The guide pointed out an anaconda asleep on a rise in the ground and half hidden among the grass. We approached to within 20m and fired our rifles at it several times ... Only then did we realise how enormous it was.

Using a piece of string about three feet in length, Bonacase's party estimated the snake's length at about seventy feet. Heuvelmans feels that the animal was, at the very least, about sixty-five feet in length.

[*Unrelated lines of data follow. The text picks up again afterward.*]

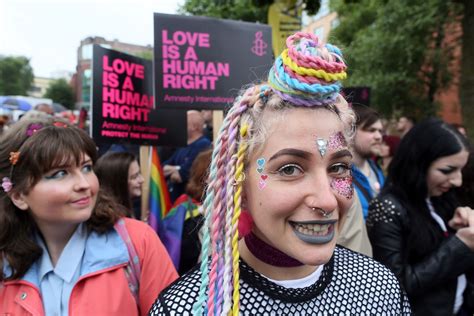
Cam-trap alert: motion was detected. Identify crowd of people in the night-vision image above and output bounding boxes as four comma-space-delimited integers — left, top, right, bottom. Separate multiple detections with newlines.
0, 32, 474, 316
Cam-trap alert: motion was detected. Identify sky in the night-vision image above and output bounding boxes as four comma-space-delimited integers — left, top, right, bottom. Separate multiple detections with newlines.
0, 0, 184, 77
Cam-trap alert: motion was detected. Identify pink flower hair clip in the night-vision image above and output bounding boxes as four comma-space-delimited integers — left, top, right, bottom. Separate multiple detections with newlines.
26, 123, 43, 137
9, 151, 20, 166
2, 177, 13, 193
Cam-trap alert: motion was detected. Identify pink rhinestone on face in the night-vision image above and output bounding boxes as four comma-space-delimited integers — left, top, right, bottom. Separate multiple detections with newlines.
331, 177, 354, 200
328, 132, 347, 150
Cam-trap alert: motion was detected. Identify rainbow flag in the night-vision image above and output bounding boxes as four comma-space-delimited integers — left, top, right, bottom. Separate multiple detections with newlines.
148, 146, 171, 232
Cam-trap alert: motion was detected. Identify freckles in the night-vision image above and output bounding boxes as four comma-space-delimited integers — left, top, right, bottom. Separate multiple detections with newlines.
330, 177, 354, 200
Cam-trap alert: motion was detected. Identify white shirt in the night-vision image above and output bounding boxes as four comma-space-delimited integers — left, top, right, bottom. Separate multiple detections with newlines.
265, 265, 324, 289
36, 224, 87, 316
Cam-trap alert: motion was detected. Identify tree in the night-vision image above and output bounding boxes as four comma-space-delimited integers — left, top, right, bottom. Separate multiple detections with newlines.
180, 0, 321, 23
459, 0, 474, 139
331, 0, 459, 117
0, 56, 33, 95
44, 79, 75, 110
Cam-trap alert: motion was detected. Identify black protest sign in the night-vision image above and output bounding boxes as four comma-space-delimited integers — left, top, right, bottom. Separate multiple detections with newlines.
154, 13, 273, 110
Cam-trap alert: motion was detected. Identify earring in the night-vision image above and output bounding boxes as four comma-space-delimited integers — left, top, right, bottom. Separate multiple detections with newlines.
311, 207, 332, 218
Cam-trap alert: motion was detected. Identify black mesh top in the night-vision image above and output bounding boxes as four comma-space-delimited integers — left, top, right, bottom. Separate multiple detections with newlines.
149, 246, 411, 315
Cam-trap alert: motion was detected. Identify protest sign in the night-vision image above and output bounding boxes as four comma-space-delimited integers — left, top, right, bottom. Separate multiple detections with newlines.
91, 45, 187, 146
154, 13, 272, 110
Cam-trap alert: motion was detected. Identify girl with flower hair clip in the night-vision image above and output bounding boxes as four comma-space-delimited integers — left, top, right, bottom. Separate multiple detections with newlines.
150, 33, 410, 315
0, 119, 177, 315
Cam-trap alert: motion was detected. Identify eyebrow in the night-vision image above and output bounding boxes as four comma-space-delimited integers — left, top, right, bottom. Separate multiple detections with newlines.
331, 149, 352, 159
268, 148, 311, 161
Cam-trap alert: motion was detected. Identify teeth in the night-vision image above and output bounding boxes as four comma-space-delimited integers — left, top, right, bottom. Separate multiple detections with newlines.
294, 224, 330, 236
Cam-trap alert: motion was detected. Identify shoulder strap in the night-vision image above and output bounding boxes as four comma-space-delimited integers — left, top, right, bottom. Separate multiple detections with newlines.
114, 218, 141, 306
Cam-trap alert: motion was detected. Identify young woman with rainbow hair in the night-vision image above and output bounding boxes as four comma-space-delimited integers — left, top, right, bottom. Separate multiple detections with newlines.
150, 33, 410, 315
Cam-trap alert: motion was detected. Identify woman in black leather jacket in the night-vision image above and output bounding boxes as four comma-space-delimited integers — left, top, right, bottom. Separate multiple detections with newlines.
367, 119, 474, 316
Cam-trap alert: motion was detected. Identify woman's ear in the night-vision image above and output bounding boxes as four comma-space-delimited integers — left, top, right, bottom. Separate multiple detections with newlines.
10, 192, 29, 211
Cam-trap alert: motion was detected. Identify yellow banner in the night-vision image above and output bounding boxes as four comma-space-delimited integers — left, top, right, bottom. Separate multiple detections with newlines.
268, 0, 303, 56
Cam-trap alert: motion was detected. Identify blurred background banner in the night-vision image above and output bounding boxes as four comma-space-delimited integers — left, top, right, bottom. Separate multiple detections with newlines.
268, 0, 303, 56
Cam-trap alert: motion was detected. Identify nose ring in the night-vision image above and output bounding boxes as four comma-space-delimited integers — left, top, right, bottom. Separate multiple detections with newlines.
311, 207, 331, 218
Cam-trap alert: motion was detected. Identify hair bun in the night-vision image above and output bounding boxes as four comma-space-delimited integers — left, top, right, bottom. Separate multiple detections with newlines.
268, 32, 347, 106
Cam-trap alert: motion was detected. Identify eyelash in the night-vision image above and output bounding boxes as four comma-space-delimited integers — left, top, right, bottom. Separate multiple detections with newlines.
277, 163, 303, 177
438, 169, 455, 175
45, 163, 93, 180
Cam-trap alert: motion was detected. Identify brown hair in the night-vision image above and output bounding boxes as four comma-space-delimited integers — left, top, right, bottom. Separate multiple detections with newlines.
0, 119, 121, 281
94, 152, 138, 217
186, 149, 212, 201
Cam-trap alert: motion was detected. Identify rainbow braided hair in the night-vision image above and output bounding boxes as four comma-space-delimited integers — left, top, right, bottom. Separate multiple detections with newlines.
193, 33, 353, 315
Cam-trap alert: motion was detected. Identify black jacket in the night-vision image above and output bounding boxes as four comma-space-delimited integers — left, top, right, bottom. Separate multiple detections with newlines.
367, 193, 474, 316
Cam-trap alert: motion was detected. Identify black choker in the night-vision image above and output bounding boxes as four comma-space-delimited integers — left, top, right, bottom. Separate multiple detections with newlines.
245, 232, 303, 268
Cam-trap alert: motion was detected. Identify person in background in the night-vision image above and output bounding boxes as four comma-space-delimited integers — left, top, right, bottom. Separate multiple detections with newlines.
0, 118, 177, 315
35, 103, 54, 116
158, 149, 212, 275
453, 123, 467, 137
94, 152, 145, 219
376, 135, 400, 175
454, 146, 474, 209
367, 119, 474, 316
163, 111, 211, 202
150, 33, 410, 315
352, 104, 385, 220
396, 115, 416, 138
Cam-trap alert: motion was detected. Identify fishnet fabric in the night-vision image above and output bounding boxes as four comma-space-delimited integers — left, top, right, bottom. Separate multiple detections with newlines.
150, 246, 411, 315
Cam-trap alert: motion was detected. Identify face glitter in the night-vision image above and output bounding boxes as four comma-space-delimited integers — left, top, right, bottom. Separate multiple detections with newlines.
328, 132, 347, 150
331, 177, 354, 200
316, 137, 328, 157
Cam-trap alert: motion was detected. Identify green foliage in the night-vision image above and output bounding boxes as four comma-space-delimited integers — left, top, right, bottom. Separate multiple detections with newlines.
0, 56, 33, 95
44, 79, 75, 110
331, 0, 458, 117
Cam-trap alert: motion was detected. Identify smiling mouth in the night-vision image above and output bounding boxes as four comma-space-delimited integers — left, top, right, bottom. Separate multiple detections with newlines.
72, 196, 91, 205
290, 220, 337, 236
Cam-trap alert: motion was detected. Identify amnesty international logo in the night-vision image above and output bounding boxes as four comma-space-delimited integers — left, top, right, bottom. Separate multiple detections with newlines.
251, 31, 268, 56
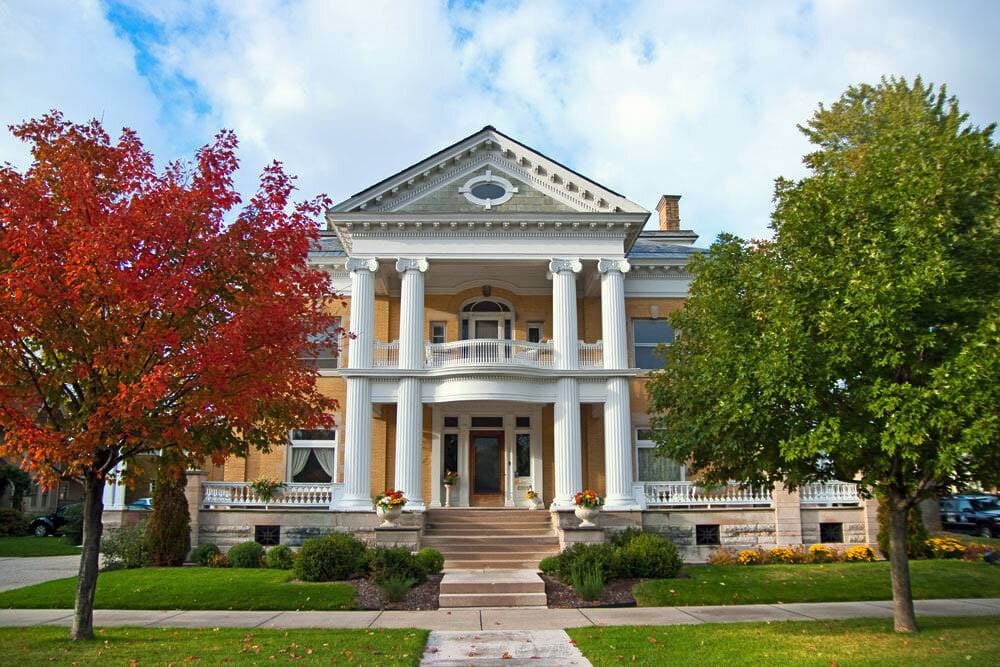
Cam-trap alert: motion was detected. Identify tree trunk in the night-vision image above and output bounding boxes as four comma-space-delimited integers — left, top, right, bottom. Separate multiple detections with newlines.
888, 491, 918, 632
69, 474, 104, 640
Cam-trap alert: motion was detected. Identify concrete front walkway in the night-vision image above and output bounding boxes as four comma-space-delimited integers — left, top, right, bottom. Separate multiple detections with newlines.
0, 552, 80, 591
0, 598, 1000, 631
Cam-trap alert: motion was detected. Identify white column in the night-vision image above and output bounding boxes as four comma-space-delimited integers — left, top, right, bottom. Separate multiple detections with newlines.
396, 258, 427, 511
549, 259, 583, 509
597, 259, 638, 510
337, 257, 378, 510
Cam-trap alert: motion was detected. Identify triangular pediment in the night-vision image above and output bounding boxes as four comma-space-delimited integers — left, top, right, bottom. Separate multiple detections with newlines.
332, 126, 648, 214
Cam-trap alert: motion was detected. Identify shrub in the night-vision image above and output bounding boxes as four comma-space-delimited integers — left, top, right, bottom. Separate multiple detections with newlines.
265, 544, 295, 570
229, 542, 264, 568
708, 547, 738, 565
60, 503, 83, 546
368, 547, 426, 585
101, 519, 149, 570
736, 549, 767, 565
379, 575, 418, 602
556, 544, 621, 584
191, 543, 222, 566
538, 556, 559, 576
926, 537, 965, 558
619, 533, 681, 579
295, 533, 367, 581
844, 544, 875, 563
0, 507, 31, 537
416, 547, 444, 574
146, 468, 191, 566
571, 563, 604, 600
208, 552, 229, 567
809, 544, 837, 563
609, 527, 644, 548
877, 499, 930, 559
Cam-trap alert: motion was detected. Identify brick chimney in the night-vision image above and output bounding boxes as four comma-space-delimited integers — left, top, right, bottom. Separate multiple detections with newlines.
656, 195, 681, 232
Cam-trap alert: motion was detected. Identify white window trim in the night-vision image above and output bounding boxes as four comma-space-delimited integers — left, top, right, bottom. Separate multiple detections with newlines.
633, 426, 687, 482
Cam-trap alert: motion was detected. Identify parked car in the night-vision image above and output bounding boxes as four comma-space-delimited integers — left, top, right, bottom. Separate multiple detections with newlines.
125, 498, 153, 511
941, 494, 1000, 537
31, 503, 80, 537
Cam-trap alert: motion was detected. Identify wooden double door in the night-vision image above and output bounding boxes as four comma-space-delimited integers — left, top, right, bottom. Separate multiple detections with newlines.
469, 431, 504, 507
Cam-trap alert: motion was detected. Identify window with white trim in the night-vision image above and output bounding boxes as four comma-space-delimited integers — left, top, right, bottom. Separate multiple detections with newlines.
632, 319, 675, 370
288, 428, 337, 484
635, 428, 685, 482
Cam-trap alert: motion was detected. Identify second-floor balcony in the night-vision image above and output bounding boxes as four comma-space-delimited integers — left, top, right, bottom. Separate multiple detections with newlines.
372, 338, 604, 369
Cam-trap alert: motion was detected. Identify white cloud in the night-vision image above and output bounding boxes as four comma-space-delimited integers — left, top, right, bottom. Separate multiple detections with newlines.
0, 0, 1000, 242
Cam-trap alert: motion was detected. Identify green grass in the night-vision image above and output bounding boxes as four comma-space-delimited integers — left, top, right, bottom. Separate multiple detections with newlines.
633, 560, 1000, 607
0, 537, 80, 558
0, 627, 427, 665
0, 567, 355, 611
566, 617, 1000, 667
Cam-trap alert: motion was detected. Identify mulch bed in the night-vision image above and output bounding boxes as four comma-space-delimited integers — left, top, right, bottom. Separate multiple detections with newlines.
538, 574, 639, 609
356, 574, 444, 611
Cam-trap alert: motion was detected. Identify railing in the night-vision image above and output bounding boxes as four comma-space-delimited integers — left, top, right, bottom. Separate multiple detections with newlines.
799, 482, 861, 506
202, 482, 341, 508
372, 340, 399, 368
636, 482, 771, 507
426, 338, 553, 368
579, 341, 604, 368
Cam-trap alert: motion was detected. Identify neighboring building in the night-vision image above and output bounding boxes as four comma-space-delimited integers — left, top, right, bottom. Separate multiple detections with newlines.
105, 127, 874, 558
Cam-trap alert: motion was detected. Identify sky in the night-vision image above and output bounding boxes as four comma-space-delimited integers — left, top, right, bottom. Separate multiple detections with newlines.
0, 0, 1000, 245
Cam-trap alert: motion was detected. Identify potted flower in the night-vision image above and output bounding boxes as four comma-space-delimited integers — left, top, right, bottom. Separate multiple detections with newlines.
573, 489, 604, 528
524, 489, 542, 510
250, 477, 285, 509
375, 490, 406, 526
441, 470, 458, 507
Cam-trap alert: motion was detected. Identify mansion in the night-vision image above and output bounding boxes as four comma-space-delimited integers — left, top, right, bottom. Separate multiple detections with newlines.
106, 127, 876, 563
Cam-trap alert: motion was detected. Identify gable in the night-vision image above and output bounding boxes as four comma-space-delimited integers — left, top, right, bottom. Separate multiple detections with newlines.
331, 126, 649, 215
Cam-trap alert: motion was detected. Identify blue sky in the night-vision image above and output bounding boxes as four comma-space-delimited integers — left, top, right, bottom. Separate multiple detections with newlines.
0, 0, 1000, 243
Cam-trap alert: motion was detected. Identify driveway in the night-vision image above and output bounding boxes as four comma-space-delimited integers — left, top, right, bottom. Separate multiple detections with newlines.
0, 556, 80, 591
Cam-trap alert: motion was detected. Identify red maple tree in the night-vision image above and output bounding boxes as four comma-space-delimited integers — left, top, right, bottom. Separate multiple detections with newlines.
0, 112, 336, 639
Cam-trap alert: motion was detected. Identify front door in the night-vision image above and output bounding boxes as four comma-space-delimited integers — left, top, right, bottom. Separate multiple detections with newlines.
469, 431, 504, 507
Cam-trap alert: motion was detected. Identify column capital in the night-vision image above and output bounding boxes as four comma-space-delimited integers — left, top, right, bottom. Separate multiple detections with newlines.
549, 257, 583, 273
597, 258, 632, 273
396, 257, 430, 273
344, 257, 378, 273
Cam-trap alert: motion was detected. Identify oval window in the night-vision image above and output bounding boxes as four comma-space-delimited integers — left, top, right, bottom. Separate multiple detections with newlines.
470, 183, 507, 200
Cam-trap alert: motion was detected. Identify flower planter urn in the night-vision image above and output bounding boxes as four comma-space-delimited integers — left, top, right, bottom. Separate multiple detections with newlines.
573, 505, 601, 528
375, 506, 403, 528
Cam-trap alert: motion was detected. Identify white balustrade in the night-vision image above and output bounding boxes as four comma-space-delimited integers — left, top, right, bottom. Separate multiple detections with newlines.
578, 341, 604, 368
799, 482, 861, 505
202, 482, 342, 508
372, 340, 399, 368
640, 482, 771, 507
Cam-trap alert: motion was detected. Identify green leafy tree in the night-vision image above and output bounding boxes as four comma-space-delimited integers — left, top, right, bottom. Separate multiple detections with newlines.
649, 78, 1000, 632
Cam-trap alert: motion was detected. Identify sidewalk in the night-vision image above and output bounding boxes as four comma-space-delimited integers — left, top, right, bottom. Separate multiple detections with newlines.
0, 598, 1000, 631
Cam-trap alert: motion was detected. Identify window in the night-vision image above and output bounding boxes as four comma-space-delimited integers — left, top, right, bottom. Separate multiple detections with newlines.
635, 428, 685, 482
308, 317, 343, 369
288, 428, 337, 484
514, 433, 531, 477
253, 526, 281, 547
431, 322, 446, 343
819, 523, 844, 544
632, 319, 674, 369
694, 523, 720, 546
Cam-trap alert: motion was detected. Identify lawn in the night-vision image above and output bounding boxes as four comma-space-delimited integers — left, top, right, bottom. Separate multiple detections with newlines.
566, 617, 1000, 667
633, 560, 1000, 607
0, 567, 355, 611
0, 537, 80, 558
0, 627, 427, 665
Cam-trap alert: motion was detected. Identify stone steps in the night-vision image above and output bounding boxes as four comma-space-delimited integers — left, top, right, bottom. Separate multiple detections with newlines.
438, 570, 546, 608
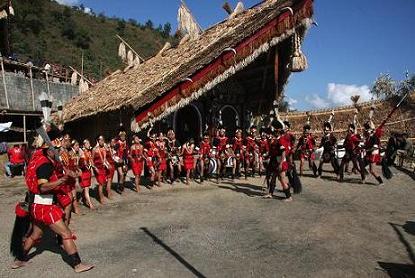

While investigating the holadeira in June, 1995, Jeremy Wade recorded the tale of Dorgival Sabino, who encountered a giant anaconda in the Rio Negro near the city of Manaus. The snake was about sixty-five feet long, which seems to be the average length of a Sucuriju. His report is unusual, though, in that he says the snake had either horns or extremely long teeth.

Wade also collected a similar report from Amarilho Vincente de Oliveira. One evening around 1977, he encountered a horned sucuriju on the Rio Purus. "Its head had horns like the roots of a tree," de Oliveira said, "and we could see these greenish eyes as well".

The next year, when Wade returned to the Amazon, he decided to look into the reports further. He travelled to one of the sighting areas; although he does not specify which, I believe it may be the area along the Rio Purus where de Oliveira had his sighting. He found that two brothers fishing in the river had seen a giant anaconda stick its head about twenty inches out of the water.

Soon after, one of the brothers found a skull and ribs of an anaconda. His measurements led Wade to estimate that the snake was, in life, at least thirty feet long. Another man in the same area told of seeing an anaconda's rib some 3 feet long. This is probably apocryphal, since in life the snake would have approached one hundred and fifty feet long.

More recent reports of the anaconda were made in 1995 by botanist Grace Rebelo dos Santos. In June of that year, she saw two bluish lights nearly a foot apart. This came shortly after a net became caught on something heavy. She cautiously suggested that this might be a sucuriju. On December 23, she encountered what might have been a second giant anaconda. She saw a "waterspout" about ten inches tall, and a long, dark shape was seen underneath it.


HEUVELMANS, Bernard
    1995         On the Track of Unknown Animals (reprint).  London: Kegan Paul. 

WADE, Jeremy
    1997         Snakes Alive!  Fortean Times 97 (May).